Raphaël Julliard, Chromozone & Rreptiles
Raphaël Julliard vit et travaille à Genève où il est né en 1979. Prolifique iconoclaste aussi dadaïste que minimaliste, il a participé à plusieurs expositions en Europe depuis le début du XXIème siècle (Villa du Parc, Annemasse ; Centre d’Art Contemporain, Genève ; galerie Arcadia Missa, Londres ; CNEAI, Paris ; Galerie 1m3, Lausanne ; Centre d’art – Maison Populaire, Montreuil ; Kunsthalle Sankt Gallen ; Kunsthalle Bern). L’artiste provoque des noces du plaisir et du masochisme. En renouvelant les images exterminatrices de pensées et de passion – selon une volonté conceptuelle et théorique mais au sein d’une pratique subtile – l’œuvre paraît un presque rien. Elle se crée en avançant sans souci de qualificatifs « mauvais » ou bon ».

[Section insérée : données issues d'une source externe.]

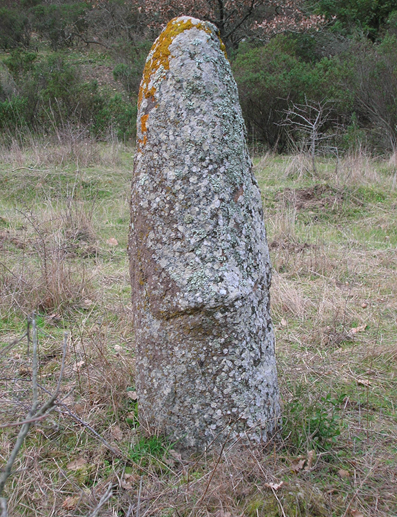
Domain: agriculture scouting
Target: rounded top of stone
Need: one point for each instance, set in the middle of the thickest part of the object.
(157, 62)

L’artiste provoque l’érection d’une part du feu cachée dans la cendre des installations, des dessins dont la langue n’est que l’écorce. Elle se consume dans l’ombre verticale d’une flamme sans lumière comme la chaleur d’un feu sans foyer. Une telle œuvre réveille des mots (voire des morts) qui pullulent parfois autour des images les nimbant de non-sens provocateurs. Comme pour l’artiste américain (Richard Tuttle) qui est la référence (l’artiste aime les cultiver) de « Rreptiles », le corps n’est qu’un grain de silence au cœur de la lumière de la nuit.

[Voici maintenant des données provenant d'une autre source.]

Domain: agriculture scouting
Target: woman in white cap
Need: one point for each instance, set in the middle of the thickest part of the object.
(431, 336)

Reste à connaître encore quelle émotion peut surgir dans son secret compressé de multiples matières en une approche coruscante au dévers de tout décoratif – ce qui n’empêche pas l’apparition d’une beauté presque d’évidence. La circulation y est plus vive. Tout tient de l’écart, enchaîne, dissout. Reconnaissons-nous là le portrait de l’île de nos rêves ?
jean-paul gavard-perret
Raphaël Julliard,
– Chromozone, exposition produite par le CEC du 18 septembre au 29 novembre 2014
RREPTILES, livre d’artiste, Édition du Centre d’édition contemporaine, Genève, 2014, 88 p.